Clinical Trials /

Unresectable Stage IIIA/IIIB Non-small Cell Lung Cancer (NSCLC)

NCT03285321

Description:

This study is an open label, multicenter, randomized phase II trial of consolidation immunotherapy with either nivolumab alone or the combination of nivolumab and ipilimumab following concurrent chemoradiation in patients with unresectable stage III NSCLC.

Related Conditions:
  • Non-Small Cell Lung Carcinoma
Recruiting Status:

Recruiting

Phase:

Phase 2

Trial Eligibility

Document

Title

  • Brief Title: Unresectable Stage IIIA/IIIB Non-small Cell Lung Cancer (NSCLC)
  • Official Title: Phase II Study of Consolidation Immunotherapy With Nivolumab and Ipilimumab or Nivolumab Alone Following Concurrent Chemoradiotherapy for Unresectable Stage IIIA/IIIB Non-small Cell Lung Cancer (NSCLC): BTCRC-LUN16-081

Clinical Trial IDs

  • ORG STUDY ID: BTCRC-LUN16-081
  • NCT ID: NCT03285321

Conditions

  • Non-small Cell Lung Cancer

Interventions

DrugSynonymsArms
NivolumabOPDIVOArm 1
NivolumabOPDIVOArm 2
IpilimumabYervoyArm 2

Purpose

This study is an open label, multicenter, randomized phase II trial of consolidation immunotherapy with either nivolumab alone or the combination of nivolumab and ipilimumab following concurrent chemoradiation in patients with unresectable stage III NSCLC.

Detailed Description

      Patients with unresectable stage IIIA or IIIB NSCLC (unresectable as defined by treating
      physician) will be treated outside this study with concurrent chemoradiation with one of
      three chemotherapy regimens (cisplatin/etoposide, cisplatin/pemetrexed, or weekly
      carboplatin/paclitaxel) in addition to standard dose radiation (dosing can range from 59.4 Gy
      to 66.6 Gy).
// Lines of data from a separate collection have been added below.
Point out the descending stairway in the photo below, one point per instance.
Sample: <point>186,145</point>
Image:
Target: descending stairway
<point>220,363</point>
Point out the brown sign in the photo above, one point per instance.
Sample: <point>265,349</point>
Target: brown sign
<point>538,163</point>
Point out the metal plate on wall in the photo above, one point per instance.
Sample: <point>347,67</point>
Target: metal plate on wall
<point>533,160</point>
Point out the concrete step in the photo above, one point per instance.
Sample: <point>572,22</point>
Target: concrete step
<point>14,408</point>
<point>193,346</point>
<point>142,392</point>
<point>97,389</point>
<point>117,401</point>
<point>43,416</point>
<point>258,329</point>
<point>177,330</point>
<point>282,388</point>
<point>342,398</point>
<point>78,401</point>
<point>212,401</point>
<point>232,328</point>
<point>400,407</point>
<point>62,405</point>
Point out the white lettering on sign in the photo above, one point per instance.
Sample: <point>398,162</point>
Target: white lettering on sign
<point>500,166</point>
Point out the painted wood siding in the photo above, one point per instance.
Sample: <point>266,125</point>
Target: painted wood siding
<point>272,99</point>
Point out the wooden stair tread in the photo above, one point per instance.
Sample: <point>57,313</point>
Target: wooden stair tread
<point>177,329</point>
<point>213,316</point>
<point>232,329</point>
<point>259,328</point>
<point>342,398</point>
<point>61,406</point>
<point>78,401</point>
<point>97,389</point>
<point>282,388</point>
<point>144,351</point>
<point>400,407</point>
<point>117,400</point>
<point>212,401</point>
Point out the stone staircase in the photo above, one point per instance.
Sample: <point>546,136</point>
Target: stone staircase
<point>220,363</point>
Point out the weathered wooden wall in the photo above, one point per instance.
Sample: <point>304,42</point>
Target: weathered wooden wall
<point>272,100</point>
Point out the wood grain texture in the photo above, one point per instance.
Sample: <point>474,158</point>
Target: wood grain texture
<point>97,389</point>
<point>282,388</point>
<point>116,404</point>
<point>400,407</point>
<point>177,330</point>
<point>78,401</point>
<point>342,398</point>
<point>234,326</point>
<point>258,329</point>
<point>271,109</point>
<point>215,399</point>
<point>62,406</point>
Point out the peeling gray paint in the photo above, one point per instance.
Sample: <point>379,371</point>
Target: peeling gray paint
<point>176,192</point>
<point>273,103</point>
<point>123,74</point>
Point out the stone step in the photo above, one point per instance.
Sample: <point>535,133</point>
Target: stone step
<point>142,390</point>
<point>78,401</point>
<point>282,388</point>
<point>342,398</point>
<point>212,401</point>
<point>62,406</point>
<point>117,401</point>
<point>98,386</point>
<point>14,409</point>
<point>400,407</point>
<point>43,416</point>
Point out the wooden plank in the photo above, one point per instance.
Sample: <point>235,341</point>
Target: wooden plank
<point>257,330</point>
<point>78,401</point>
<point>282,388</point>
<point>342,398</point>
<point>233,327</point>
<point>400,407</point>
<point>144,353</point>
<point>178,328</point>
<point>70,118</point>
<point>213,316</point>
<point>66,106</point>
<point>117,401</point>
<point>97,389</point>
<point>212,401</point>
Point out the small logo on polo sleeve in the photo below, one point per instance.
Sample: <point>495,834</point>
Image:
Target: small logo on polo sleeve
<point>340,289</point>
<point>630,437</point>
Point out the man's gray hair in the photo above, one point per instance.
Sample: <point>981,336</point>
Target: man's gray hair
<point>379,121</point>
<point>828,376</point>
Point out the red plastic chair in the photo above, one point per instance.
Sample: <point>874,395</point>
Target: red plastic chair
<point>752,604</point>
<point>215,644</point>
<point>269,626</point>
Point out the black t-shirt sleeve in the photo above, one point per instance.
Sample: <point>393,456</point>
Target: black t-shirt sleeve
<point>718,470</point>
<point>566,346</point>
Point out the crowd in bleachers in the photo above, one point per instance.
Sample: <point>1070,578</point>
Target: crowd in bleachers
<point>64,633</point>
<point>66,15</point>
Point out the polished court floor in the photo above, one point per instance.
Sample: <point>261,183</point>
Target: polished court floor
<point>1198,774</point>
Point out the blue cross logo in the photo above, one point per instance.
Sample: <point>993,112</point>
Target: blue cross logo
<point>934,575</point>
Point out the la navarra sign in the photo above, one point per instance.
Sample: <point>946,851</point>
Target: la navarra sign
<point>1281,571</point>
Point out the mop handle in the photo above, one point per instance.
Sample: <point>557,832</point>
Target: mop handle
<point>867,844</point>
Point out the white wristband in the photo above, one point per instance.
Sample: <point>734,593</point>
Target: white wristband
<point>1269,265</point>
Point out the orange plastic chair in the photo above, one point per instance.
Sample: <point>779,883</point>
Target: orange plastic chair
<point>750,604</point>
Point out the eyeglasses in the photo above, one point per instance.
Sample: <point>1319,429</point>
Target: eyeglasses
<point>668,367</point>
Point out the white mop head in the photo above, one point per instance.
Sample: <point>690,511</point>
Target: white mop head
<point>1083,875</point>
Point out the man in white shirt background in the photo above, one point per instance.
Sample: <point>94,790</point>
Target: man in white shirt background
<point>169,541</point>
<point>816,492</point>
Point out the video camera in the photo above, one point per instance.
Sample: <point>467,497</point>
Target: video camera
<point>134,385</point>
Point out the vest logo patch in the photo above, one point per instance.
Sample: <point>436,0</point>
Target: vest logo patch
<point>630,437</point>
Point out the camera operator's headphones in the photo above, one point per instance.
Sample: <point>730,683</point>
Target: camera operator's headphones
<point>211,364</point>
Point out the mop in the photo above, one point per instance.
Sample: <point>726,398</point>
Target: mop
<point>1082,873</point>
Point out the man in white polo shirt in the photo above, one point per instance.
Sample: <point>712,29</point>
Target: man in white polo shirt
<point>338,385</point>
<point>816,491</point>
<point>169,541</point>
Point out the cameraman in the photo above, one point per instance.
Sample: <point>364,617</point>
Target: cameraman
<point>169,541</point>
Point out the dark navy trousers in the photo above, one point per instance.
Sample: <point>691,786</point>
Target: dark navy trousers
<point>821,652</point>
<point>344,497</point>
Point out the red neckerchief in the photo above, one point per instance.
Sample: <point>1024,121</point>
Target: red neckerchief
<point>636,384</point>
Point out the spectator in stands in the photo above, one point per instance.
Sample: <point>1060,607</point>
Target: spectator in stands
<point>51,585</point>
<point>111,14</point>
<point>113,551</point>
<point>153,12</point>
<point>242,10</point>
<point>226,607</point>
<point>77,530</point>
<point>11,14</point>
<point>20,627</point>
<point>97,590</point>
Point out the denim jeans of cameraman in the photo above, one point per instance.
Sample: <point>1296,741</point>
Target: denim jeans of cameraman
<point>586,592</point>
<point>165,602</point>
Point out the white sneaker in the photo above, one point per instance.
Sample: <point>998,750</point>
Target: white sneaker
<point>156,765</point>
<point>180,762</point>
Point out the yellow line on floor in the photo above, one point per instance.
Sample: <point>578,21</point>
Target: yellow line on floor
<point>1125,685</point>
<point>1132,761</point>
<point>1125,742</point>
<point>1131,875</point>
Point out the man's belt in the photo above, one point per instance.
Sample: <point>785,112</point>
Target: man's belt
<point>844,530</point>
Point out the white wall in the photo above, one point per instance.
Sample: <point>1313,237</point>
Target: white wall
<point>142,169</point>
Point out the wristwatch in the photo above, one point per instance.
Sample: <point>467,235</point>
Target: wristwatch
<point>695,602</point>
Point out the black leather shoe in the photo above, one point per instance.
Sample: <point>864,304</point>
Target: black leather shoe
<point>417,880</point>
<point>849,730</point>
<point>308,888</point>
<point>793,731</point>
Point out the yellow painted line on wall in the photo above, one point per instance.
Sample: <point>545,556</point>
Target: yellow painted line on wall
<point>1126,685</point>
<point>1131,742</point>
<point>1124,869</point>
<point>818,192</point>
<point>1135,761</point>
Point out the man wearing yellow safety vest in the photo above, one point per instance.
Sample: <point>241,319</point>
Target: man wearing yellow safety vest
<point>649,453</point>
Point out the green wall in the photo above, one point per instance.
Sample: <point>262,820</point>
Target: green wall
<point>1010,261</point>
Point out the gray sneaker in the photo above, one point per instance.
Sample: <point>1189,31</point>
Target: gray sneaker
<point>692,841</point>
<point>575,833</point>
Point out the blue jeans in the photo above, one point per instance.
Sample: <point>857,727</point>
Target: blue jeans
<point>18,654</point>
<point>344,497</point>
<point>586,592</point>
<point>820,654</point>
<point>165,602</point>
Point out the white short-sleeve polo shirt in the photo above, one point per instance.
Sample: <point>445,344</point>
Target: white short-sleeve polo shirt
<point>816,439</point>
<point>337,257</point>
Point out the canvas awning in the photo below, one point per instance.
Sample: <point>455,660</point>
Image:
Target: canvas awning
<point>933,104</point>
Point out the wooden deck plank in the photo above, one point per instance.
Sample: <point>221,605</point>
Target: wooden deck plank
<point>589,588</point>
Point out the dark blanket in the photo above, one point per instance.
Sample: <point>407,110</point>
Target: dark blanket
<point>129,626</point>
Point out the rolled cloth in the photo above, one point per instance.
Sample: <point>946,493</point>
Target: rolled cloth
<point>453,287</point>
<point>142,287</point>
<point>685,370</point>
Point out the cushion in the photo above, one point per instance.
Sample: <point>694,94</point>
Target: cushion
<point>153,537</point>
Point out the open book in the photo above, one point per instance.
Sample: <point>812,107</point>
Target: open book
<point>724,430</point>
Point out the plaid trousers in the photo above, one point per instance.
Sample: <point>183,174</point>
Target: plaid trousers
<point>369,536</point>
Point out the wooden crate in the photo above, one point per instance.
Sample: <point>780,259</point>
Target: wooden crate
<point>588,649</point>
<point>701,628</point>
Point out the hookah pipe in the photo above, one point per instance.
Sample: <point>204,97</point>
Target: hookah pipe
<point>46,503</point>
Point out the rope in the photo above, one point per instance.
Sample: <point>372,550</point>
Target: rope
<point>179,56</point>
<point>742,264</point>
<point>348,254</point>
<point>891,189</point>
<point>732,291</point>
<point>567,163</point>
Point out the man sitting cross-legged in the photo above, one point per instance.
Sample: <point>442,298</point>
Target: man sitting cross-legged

If repeat imaging between 28-56 days following completion of chemoradiation
      shows no progressive or metastatic disease, the patients will be eligible for enrollment on
      the study.

      Randomization and Stratification:

      At the time of enrollment, patients will be randomized in a 1:1 fashion to receive either
      nivolumab 480mg IV every 4 weeks or the combination of nivolumab 3mg/kg IV every 2 weeks with
      ipilimumab 1mg/kg IV every 6 weeks. Consolidation immunotherapy will be continued until
      progression or unacceptable toxicity for up to a total of 24 weeks.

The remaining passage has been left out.